Project Summary
This project will develop AI-assisted safety tools to support the safe design and operation of liquid hydrogen (LH2) bunkering infrastructure in UK maritime ports. By combining high-fidelity simulations from CryoSMART—a specialist in cryogenic thermofluids—with physics-informed machine learning, the tools will rapidly predict dispersion, ignition risk and safe zoning under realistic release scenarios. The solution will accelerate the safe adoption of hydrogen fuel in ports and inform future regulations, codes, and safety standards.
Project Achievements
This project developed an AI-assisted safety assessment framework to support the safe deployment of liquid hydrogen (LH₂) bunkering infrastructure in maritime environments. The work combined high-fidelity computational fluid dynamics (CFD) simulations with machine learning techniques to accelerate hazard prediction for cryogenic hydrogen releases.
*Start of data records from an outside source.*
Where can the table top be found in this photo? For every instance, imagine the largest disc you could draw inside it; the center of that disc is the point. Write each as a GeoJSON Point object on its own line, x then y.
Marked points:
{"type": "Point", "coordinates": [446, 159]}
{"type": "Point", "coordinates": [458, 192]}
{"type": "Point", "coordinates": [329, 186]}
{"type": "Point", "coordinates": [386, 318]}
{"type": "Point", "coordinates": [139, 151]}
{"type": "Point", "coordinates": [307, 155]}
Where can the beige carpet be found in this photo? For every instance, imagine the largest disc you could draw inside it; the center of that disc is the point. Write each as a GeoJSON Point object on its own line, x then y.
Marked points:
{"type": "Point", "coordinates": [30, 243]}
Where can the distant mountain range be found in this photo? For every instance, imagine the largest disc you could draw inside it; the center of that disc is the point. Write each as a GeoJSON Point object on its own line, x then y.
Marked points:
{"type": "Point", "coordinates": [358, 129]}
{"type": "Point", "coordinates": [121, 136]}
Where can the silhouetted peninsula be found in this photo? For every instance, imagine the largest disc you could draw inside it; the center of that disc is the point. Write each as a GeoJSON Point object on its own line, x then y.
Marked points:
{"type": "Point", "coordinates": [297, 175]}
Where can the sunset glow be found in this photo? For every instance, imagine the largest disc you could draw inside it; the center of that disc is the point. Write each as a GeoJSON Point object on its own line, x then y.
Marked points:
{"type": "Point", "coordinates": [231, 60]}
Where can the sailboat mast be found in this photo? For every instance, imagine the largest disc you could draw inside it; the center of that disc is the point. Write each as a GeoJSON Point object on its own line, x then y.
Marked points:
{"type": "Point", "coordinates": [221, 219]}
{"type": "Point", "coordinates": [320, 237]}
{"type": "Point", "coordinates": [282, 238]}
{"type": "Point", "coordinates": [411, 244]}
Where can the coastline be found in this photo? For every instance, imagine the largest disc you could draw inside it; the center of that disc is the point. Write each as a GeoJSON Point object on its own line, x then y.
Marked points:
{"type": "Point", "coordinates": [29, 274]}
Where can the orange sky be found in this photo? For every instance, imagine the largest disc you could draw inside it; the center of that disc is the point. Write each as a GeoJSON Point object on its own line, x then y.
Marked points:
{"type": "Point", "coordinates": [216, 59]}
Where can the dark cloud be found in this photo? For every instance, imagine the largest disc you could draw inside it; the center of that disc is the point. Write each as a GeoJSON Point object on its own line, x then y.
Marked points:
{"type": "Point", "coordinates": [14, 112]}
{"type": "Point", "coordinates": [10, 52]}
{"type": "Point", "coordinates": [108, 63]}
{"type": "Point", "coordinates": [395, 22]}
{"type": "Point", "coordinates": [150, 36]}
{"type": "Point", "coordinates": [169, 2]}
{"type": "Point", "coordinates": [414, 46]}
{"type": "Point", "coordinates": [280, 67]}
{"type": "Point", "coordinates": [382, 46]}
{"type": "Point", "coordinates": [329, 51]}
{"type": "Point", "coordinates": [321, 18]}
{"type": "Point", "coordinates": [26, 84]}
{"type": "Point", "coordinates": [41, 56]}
The project successfully demonstrated a prototype digital safety tool capable of rapidly evaluating explosion risks associated with hydrogen leaks in representative port scenarios. The modelling framework captured key physical processes including cryogenic dispersion, ignition behaviour, flame propagation, and pressure wave generation. The project also engaged with academic experts, regulators, and industry stakeholders through an advisory panel and technical workshops, ensuring that the research remained aligned with real-world operational and regulatory needs. These outcomes demonstrate the potential of AI-enabled digital modelling tools to support early-stage safety assessment and infrastructure planning for hydrogen-based transport systems.
Conclusions
The project demonstrates that AI-assisted digital modelling can significantly enhance the speed and accessibility of safety assessments for liquid hydrogen infrastructure. By combining physics-based simulations with machine learning, the developed framework can reduce the time required to evaluate complex hydrogen release scenarios while maintaining a high level of physical fidelity. The results highlight the importance of integrating advanced modelling tools into early infrastructure planning and risk management processes. Such tools can help regulators, infrastructure developers, and operators better understand potential hazards and design safer hydrogen systems. Beyond the maritime sector, the methodologies developed through this work are transferable to other hydrogen applications including aviation, rail transport, and hydrogen-enabled energy systems. Overall, the project demonstrates how digital engineering approaches can support the safe and scalable adoption of hydrogen technologies within the UK’s net-zero transport transition.
Next Steps
The next phase of the project will focus on further developing the prototype into a more comprehensive digital safety assessment platform for hydrogen infrastructure. This will include expanding the scenario library, improving model automation, and integrating additional machine learning capabilities to enable faster hazard prediction. Future work will also involve validation against experimental datasets and engagement with infrastructure developers and regulators to ensure the tool meets operational and certification requirements. The research team is currently pursuing follow-on funding to extend the concept toward a hydrogen ecosystem digital twin framework capable of supporting safety analysis across multiple transport sectors. In parallel, the modelling methodologies are being applied to related projects in hydrogen aviation, rail transport, and built-environment safety, demonstrating the broader potential of the approach. These developments aim to move the concept toward higher technology readiness levels and real-world deployment.